I think that life should be enjoyed to the fullest. I personally do not know how some people who have a choice chose not to enjoy life and I’m like talking about people with more talent, ability, money and looks than I will ever have, but they are miserable and they quite literally hate life, not only theirs but despise almost everything about the world that they live in. Others allow themselves to be consumed by causes and events that they have no control of whatsoever. Quite often these folks are the same folks who hate life in general but not always.
Now as anyone who knows me well can attest I am not one who has any illusions about how difficult life can be, how things can get all messed up and that life can be painful and sometimes tragic. I understand this because I have gone through some pretty sucky times. Thus I know for a fact that “there comes a time in every man’s life, and I’ve had plenty of them.”

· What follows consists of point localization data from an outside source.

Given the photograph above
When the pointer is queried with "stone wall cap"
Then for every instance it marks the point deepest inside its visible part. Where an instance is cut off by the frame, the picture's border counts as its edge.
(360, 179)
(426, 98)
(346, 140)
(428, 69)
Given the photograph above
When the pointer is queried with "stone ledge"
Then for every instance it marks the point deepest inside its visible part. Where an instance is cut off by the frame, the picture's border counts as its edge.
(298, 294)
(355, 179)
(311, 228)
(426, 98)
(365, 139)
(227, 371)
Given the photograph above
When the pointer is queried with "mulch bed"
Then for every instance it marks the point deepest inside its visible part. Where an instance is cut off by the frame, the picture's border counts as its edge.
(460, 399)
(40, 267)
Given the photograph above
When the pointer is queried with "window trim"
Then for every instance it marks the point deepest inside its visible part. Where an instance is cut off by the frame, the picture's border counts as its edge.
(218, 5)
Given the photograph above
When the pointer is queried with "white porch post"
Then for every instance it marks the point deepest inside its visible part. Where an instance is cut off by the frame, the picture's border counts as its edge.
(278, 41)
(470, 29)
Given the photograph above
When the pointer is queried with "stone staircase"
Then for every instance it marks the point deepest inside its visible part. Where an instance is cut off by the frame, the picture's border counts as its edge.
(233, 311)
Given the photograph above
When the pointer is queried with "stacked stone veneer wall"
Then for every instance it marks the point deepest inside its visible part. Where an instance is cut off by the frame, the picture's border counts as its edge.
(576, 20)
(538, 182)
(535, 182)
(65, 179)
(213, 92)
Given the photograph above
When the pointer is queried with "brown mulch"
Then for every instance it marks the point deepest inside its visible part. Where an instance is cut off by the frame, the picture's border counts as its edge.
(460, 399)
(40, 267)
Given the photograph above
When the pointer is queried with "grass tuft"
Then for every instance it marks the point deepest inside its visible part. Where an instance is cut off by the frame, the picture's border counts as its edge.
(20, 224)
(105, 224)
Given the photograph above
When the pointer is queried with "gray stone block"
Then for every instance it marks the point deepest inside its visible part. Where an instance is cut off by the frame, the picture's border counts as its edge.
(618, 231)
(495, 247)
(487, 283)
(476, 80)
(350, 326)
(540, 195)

I think that in order to live life to the fullest that people need to take what is serious seriously and ease up on most other stuff. I know that I have only a certain amount of emotional energy and I finally figured out that I don’t need to expend it on things that I can’t control. I am finally learning that in order to be at peace you cannot constantly be at war or looking for one. Are some things worth fighting for? Certainly, but not every battle is mine to fight.
I think a lot of what has helped me is that I am pretty happy with the person that I am and instead of looking to change things about me I just want to do what I do better within my limitations and neither be deluded into believing my own press or that of others about me or to be discouraged by failure or blame. Satchel Paige said it well “Not to be cheered by praise, not to be grieved by blame, but to know thoroughly one’s own virtues or powers are the characteristics of an excellent man.”
So 50 years, it has been a long time but I feel good about my past and the future. I am fortunate to have many friends including some that actually like me. I have been blessed in a lot of ways, sometimes I understand what Lou Gehrig meant when he said “I consider myself the luckiest man on the face of the Earth.” I am both lucky and blessed. I have a wonderful wife, family, friends, education and experiences that I could not have imagined having when I turned 18. I have been able to travel about the world see and appreciate people from a multitude of countries, cultures and religions. I have had the privilege of serving my country in peace and war, and to be a Priest. Despite all the problems we are having I live in a wonderful country and I have what I need. I am blessed beyond belief.
The past couple of days I have received the well wishes of more friends than I can count. Last night I was able to see a Norfolk Admirals hockey game and will be going out with Judy tonight and then to top off the day FEDEX dropped off my season tickets for the Norfolk Tides. Thus I just want to thank everyone who made this day necessary.
Peace my friends especially to my classmates from Edison High School 1978 who like me are all turning 50 soon or already have.